[P] Built an open source tool to find the location of any street picture
Open-source tool pinpoints any street photo's location using a free web demo covering New York.
Developer sparkyniner has released a free, accessible web demo for Netryx Astra V2, an open-source AI tool designed to solve the complex problem of image geolocation. The tool uses a sophisticated computer vision pipeline to analyze visual cues in a street-level photograph—such as architecture, street signs, vegetation, and road layouts—and pinpoint its geographic coordinates. Previously, users needed technical know-how to install and run the GitHub repository. The new demo removes that barrier, offering instant access to a pre-indexed 10km radius around New York City, allowing anyone to upload a photo and see where it was likely taken.
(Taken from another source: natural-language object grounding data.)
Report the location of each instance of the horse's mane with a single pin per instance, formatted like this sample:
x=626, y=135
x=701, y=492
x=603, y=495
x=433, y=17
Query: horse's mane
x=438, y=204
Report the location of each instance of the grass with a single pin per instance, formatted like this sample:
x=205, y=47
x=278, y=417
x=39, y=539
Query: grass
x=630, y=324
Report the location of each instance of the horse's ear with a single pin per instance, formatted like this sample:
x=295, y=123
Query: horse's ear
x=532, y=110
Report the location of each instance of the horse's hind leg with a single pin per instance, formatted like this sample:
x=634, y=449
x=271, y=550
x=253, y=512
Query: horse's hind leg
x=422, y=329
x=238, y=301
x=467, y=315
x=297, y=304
While the hosted web demo operates on a limited credit system to manage GPU inference costs, the fully open-source nature of the project empowers users to take control. Anyone can clone the GitHub repository, index their own city or region with custom street view imagery, and run unlimited searches locally. This dual approach—a user-friendly demo for experimentation and a self-hostable repo for power users—makes advanced geolocation AI accessible to a broad audience. The developer is actively soliciting feedback on failed searches to improve the model's accuracy and robustness across diverse urban environments.
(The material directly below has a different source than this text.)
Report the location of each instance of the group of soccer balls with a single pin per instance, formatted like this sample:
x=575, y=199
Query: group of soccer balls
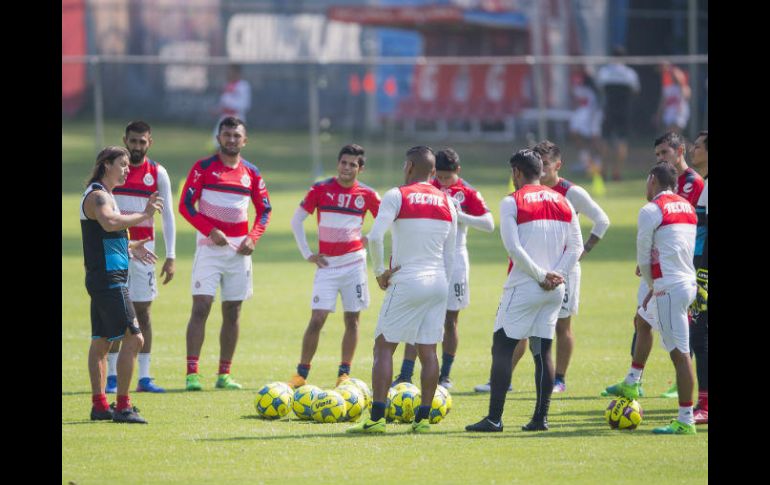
x=346, y=402
x=623, y=413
- Free web demo analyzes photos to find location within a 10km radius of New York City.
- Open-source GitHub repo allows self-hosting to index any city for unlimited, cost-free searches.
- Tool uses a computer vision AI pipeline, with demo credits limited due to GPU processing costs.
Why It Matters
Democratizes advanced image geolocation AI, useful for investigators, journalists, and researchers verifying media.